Kekacauan kedua ialah munculnya konflik di tengah masyarakat. Bayangkan, di Aceh misalnya, dihembuskan informasi bahwa akik dari Aceh memiliki nilai jual yang tinggi. Akibatnya, banyak pendatang luar Aceh yang datang ke Aceh untuk berburu akik dari Aceh dan sontak menimbulkan konflik yang hampir-hampir menimbulkan korban jiwa. Ada batu seberat 2 ton yang menjadi rebutan dan menjadi sumber konflik dan jika fenomena itu tak segera dicegah, jelas akan menimbulkan kerugian lahir dan batin. Harus ada kepedulian dari seluruh unsur, terutama orangtua, tokoh masyarakat, dan pemuka agama tentang efek buruk batu akik yang lebih banyak daripada efek baiknya.

Saya mengkhawatirkan mentalitas paleolitikum menghinggapi seluruh wilayah kejiwaan masyarakat bawah kita, yaitu dimulai dengan mencintai batu dan menjadikannya sebagai bagian kebutuhan hidup keseharian mereka, kemudian menjadikan batu sebagai medium untuk berkomunikasi dengan Yang Mahagaib, dan jika itu terjadi, pasti akan memandulkan dan menurunkan sendi-sendi kebudayaan kita sebagai masyarakat yang beradab, rasional, dan pekerja keras.

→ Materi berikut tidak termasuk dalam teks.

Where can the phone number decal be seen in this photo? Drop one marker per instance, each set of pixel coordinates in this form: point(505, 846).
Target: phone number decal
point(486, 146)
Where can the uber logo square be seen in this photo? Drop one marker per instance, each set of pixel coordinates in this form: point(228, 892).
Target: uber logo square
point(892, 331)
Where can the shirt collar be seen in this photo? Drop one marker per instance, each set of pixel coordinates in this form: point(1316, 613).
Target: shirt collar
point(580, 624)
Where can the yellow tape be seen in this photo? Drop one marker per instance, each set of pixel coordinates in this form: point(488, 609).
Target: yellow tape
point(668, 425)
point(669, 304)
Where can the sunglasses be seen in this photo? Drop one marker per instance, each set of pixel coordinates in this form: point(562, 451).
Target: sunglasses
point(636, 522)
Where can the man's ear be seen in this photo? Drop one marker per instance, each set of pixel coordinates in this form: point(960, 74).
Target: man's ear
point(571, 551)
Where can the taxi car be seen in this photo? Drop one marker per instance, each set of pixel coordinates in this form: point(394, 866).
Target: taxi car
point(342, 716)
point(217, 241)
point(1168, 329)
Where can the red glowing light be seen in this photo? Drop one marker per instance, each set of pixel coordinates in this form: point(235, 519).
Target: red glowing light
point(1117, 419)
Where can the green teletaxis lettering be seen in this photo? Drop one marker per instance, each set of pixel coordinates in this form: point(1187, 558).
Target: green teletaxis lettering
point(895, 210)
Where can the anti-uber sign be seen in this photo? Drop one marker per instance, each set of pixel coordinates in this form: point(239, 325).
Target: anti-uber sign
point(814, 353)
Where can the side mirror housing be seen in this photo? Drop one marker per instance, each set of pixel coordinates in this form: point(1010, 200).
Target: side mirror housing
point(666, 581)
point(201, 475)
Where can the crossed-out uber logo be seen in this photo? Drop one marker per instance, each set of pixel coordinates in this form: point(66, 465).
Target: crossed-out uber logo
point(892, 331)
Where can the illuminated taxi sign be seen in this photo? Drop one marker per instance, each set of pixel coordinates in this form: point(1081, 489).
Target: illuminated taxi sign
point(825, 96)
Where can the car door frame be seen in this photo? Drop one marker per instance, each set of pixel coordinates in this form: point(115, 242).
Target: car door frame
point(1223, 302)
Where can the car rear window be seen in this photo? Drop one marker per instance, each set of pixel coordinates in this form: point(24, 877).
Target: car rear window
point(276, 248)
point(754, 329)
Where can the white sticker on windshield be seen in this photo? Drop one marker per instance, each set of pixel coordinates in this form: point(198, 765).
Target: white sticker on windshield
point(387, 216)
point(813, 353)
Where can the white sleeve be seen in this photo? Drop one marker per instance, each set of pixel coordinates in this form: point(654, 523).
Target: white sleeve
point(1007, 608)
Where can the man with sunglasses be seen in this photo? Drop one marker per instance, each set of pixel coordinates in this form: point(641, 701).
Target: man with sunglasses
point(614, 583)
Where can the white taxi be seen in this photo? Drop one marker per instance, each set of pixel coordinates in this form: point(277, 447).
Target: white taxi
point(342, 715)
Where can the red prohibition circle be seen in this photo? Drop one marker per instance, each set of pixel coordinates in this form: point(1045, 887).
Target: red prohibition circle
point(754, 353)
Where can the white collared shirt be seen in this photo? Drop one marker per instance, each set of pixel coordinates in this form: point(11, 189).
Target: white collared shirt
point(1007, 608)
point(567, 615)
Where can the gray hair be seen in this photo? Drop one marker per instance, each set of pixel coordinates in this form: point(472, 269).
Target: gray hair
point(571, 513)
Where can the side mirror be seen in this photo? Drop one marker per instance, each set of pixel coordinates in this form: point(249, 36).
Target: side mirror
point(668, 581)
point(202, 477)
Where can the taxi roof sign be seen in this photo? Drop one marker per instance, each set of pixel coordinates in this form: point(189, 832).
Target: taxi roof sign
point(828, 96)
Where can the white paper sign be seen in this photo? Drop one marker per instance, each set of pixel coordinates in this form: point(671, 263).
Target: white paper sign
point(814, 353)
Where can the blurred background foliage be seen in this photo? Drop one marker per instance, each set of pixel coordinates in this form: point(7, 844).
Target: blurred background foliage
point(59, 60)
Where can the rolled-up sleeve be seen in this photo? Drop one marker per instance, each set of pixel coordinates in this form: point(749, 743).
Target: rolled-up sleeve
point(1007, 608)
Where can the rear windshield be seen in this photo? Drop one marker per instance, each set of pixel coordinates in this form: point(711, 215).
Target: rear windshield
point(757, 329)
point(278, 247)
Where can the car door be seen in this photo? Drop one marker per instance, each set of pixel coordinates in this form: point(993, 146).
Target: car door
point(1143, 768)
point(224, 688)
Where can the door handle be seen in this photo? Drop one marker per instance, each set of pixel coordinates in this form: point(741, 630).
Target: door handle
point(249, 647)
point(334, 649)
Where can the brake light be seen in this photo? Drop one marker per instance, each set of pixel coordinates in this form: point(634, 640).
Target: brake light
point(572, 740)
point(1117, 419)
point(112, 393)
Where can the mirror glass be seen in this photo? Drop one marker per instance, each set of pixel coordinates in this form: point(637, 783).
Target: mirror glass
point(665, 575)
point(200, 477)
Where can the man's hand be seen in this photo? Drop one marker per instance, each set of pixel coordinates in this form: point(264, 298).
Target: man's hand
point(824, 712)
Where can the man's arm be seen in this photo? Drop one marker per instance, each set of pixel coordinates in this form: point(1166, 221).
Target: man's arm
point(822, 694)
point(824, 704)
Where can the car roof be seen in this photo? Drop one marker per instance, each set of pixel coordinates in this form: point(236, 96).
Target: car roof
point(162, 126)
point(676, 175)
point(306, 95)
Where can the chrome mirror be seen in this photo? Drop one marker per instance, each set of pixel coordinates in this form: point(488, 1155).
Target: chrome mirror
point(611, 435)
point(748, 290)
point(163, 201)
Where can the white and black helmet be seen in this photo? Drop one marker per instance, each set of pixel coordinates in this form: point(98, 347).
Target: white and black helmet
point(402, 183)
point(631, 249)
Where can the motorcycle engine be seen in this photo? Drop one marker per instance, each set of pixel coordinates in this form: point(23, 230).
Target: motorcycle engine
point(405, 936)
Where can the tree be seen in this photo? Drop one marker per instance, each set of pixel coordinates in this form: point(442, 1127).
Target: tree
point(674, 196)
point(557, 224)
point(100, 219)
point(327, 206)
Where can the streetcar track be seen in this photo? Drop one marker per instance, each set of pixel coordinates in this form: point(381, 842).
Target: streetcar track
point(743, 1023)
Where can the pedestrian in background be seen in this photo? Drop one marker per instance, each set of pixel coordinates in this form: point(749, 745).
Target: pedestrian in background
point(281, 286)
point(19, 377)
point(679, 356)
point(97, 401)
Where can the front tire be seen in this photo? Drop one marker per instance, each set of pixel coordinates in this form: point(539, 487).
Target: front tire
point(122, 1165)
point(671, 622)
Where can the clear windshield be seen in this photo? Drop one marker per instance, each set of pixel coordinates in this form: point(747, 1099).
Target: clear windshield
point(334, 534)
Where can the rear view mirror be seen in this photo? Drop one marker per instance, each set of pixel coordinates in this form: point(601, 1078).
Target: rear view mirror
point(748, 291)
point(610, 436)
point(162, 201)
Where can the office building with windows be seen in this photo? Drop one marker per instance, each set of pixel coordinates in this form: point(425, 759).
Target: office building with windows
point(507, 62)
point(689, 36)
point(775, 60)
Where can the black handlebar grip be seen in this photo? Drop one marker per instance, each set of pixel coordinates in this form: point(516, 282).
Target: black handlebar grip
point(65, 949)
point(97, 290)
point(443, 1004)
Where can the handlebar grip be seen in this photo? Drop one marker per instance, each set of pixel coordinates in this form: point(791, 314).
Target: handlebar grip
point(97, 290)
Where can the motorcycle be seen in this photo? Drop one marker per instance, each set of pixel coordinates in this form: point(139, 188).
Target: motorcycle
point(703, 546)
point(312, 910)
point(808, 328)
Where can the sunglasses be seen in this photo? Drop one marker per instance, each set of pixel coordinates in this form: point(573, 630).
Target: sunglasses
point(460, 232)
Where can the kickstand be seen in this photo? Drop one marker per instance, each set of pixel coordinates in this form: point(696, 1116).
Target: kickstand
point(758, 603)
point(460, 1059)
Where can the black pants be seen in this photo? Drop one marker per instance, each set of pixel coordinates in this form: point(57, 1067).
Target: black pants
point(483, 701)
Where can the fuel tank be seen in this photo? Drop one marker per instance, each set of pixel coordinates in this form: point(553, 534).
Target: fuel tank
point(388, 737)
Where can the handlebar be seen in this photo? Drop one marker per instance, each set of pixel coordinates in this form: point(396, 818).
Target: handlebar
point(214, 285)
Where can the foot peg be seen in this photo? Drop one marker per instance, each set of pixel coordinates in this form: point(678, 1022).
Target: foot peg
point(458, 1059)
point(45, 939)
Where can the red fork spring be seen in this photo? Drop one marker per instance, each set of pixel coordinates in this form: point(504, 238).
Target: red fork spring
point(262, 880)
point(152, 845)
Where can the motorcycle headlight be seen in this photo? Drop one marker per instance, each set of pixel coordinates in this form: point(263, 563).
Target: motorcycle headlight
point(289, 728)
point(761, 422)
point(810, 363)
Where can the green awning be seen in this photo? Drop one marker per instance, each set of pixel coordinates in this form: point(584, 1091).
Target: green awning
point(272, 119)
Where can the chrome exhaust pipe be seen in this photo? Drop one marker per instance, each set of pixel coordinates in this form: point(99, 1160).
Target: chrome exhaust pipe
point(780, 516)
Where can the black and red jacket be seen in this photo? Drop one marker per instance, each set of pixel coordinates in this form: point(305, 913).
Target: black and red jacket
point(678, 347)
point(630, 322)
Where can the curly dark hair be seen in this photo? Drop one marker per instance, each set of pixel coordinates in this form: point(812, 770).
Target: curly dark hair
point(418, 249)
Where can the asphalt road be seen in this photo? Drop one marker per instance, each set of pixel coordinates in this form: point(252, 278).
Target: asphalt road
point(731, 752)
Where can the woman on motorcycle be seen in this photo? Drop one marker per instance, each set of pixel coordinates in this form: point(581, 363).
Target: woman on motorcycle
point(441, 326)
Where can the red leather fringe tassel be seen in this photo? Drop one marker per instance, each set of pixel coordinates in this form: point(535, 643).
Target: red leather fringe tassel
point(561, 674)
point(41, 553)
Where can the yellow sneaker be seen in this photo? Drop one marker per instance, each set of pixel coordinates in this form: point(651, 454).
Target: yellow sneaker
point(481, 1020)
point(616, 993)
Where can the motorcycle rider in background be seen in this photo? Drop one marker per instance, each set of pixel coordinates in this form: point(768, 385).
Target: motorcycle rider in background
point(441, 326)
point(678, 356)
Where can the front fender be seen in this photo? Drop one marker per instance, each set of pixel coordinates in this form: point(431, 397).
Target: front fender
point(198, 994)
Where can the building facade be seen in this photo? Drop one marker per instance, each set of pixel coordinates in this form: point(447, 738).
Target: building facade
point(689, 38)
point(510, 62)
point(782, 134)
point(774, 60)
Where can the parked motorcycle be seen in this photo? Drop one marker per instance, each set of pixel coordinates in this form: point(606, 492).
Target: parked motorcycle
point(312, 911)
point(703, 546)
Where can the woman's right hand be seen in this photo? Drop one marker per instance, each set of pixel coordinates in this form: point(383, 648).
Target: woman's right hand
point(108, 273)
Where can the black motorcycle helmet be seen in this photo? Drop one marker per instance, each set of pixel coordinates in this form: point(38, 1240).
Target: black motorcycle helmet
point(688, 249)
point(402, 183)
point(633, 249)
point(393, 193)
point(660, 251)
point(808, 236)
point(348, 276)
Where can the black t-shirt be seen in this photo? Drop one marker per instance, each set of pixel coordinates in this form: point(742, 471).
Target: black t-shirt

Mentalitas jenis itu jelas akan menjadikan masyarakat kembali malas, tak mau bekerja, dan berharap terlalu banyak pada halusinasi tentang batu.

Di atas semuanya, secara alami jika terjadi pengalihan keyakinan dari Tuhan kepada batu, masyarakat kita akan menjadi sangat mudah terseret oleh api dendam. Hal yang material seperti batu cenderung secara psikologis akan membuat paradigma masyarakat gampang tersulut oleh isu yang tidak benar dan itu akan membuat mereka gampang terprovokasi.

Marilah kita menyadari bersama bahwa kalau tak karena dendam, pastilah negeri ini sudah aman damai, baldatun thoyyibatun warabbun ghafur. Namun, karena aman dan damai (baldah thoyyibah) tak kunjung datang, ampunan Tuhan pun (rabbun ghafur) pasti tak akan sampai. Jadi, jelas sekali hubungan antara yang material dan nonmaterial, yang wujud dengan yang gaib, selalu harus menjadi dua prasyarat yang tidak bisa dinisbikan satu dengan lainnya. Dendam seolah menjadi prasyarat yang tak pernah bisa dilepaskan sekaligus dilupakan masyarakat yang mudah tergiur kepada kehidupan duniawi yang singkat ini.